En 1789, je m’impliquais dans une escarmouche qui finit par donner un travail quotidien à la Veuve Monte-à-Regret, ce rasoir national. Et je restais, choisissant enfin un port d’attache, un havre qui, à défaut d’être de paix, l’était au moins de joie. Joyeux pays que cette France, où le vin coulait le soir dans les troquets, où les amours s’inventaient à la nuit pour se défaire au matin. Il faut, quand on vit aussi longtemps que moi, se fondre dans des pays libertins et chaleureux… sinon, quelle vacuité !
Ce fut durant la fondation des grands empires que ma vie prit un tour douloureux. En effet, capturée par erreur par un bataillon de zouaves, je fus mise en cage pour être montrée à l’exposition universelle de 1900, comme une bête. Une pancarte racontait que j’étais un modèle de longévité et qu’on en ignorait la cause. Un public stupide me lançait des cacahuètes, riait de mon corps avachi et ridé. J’étais humiliée, j’en conçu un dépit si aigre que je décidai de consacrer les derniers siècles de ma longue existence à me venger d’un peuple que j’avais tant aimé.
J’assistai à tous les remous de ces temps incertains, observant goguenarde la décadence de celle qui fut la première puissance mondiale. Et puis, Ô Bonheur Abject ! Ô Outil de Réconciliation ! Ô Glandes en Pamoisons… voici que vint l’internet. Je me fis petit démon de la toile. Je racontais çà et là des bribes de vie inventée, tantôt flamboyante, tantôt pitoyable. Je traquai les rires et les larmes… Je m’amusais.

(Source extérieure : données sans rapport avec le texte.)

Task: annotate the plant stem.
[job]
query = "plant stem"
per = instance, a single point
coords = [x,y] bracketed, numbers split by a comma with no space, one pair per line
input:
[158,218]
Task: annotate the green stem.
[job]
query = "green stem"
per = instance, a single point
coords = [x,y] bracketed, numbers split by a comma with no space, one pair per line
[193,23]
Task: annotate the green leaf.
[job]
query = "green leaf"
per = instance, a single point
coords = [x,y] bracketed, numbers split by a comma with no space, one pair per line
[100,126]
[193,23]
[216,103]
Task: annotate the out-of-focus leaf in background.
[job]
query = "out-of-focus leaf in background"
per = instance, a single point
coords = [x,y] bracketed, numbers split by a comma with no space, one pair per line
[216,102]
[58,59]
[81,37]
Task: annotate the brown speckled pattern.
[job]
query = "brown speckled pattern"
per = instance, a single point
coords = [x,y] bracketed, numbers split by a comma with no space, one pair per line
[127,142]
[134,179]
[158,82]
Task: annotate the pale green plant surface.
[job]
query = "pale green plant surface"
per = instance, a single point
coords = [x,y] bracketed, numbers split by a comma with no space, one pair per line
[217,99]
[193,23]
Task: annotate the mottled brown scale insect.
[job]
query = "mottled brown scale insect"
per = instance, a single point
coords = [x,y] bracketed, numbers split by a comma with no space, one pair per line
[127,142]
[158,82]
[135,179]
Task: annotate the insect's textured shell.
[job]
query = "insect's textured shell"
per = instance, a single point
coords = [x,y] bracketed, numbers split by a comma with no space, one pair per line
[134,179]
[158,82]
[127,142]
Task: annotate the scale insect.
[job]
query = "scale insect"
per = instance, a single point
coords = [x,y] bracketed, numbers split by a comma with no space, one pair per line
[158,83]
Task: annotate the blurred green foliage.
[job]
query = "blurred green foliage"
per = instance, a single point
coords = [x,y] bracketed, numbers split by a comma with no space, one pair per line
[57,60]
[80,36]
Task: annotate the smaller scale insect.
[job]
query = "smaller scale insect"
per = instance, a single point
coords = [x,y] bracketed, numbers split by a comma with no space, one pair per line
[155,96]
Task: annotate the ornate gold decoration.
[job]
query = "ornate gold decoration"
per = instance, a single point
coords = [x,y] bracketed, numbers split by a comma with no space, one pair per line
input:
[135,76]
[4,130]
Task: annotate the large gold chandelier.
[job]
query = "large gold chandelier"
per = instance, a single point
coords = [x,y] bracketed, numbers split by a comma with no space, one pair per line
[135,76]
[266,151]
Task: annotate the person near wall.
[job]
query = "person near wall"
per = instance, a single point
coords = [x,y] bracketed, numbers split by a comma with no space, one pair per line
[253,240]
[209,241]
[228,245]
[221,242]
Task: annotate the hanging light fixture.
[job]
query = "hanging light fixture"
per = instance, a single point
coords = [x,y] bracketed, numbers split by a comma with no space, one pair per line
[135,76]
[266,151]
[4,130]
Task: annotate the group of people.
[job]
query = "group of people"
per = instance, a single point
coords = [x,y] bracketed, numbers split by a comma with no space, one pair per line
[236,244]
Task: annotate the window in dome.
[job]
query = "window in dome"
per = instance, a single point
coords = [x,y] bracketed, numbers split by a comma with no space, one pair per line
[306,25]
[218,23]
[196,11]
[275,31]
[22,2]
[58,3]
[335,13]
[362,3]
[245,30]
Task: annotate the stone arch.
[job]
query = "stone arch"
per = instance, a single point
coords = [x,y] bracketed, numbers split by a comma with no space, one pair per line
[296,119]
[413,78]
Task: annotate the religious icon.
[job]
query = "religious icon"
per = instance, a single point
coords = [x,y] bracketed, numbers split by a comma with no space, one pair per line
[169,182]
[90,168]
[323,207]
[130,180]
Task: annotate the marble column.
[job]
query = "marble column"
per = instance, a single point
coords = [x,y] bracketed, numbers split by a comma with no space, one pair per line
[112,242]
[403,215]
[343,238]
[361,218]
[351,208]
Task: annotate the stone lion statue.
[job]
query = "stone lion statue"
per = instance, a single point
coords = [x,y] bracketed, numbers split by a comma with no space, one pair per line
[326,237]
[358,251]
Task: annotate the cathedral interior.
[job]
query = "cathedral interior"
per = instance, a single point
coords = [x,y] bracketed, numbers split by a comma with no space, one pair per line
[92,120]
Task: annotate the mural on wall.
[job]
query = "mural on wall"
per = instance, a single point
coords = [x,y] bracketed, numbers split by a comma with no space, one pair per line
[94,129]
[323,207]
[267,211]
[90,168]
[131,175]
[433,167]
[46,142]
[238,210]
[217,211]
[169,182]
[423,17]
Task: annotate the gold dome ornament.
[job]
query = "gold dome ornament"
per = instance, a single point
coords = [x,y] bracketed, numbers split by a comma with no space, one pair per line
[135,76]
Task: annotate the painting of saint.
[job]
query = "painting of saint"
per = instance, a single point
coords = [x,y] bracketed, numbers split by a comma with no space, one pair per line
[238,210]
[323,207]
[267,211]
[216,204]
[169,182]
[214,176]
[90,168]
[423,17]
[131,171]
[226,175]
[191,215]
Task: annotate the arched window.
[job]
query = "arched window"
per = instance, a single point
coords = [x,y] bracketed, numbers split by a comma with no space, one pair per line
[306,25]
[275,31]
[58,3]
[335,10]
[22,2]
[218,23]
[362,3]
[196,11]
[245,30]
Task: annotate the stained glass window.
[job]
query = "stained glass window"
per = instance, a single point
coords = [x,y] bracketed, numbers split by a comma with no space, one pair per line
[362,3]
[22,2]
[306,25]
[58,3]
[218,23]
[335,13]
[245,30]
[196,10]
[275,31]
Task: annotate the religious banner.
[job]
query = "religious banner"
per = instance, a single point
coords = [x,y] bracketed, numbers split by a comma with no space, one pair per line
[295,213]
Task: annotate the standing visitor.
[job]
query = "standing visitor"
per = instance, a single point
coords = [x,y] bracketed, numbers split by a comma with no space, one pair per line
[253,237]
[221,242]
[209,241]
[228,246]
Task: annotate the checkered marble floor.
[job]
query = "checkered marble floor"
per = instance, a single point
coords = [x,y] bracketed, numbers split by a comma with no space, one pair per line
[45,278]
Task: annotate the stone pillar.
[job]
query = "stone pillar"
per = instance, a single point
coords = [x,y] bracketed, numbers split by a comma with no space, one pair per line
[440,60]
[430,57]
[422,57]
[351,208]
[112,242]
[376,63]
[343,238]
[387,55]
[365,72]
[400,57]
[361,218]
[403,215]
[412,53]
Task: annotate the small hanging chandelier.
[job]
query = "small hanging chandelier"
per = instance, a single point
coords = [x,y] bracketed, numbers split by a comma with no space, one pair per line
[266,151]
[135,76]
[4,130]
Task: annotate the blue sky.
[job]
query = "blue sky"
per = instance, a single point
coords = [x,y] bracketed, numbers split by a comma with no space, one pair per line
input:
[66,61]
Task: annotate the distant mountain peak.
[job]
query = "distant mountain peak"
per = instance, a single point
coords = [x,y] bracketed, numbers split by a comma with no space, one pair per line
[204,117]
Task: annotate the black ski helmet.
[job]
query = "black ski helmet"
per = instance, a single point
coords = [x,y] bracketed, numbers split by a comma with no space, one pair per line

Mais, depuis peu, je m’ennuie et je ne sais pas comment mourir. Sous les balles de quelque âme vengeresse ? Désormais, chaque nuit, je chercherai un groupe de comparses, des qui s’acoquinent à la sensibilité, des qui s’amusent des mots et qui se répondent, des inoffensifs à la verve bien juteuse. J’irai déposer deux ou trois pêches pourries sur leurs billets, des pêches acides et mauvaises, aux fragrances d’excréments, sans lien vraiment avec leurs écrits. Et j’attendrai que prenne cette mauvaise sauce. Puis j’entrerai en bataille. Je disperserai mes insultes en arguant de ma fragilité pour faire taire la contradiction. Et ça marchera. Je pourrai me frotter le bidon de la mauvaise blague, faire pleurer les crédules dans les chaumières sur ce sort injuste qui fut le mien. Je trainerai dans la boue mes contradicteurs sans qu’ils ne puissent, au nom de mon lourd passé, se laver de mes injures. Je suis vulnérable, je l’ai prouvé, j’ai raconté ma vie.
C’est la règle du « je » qui fait le jeu. Ce Pays nous attend, Ô Vie appareillons ! Ici, j’ai trouvé LE LIEU.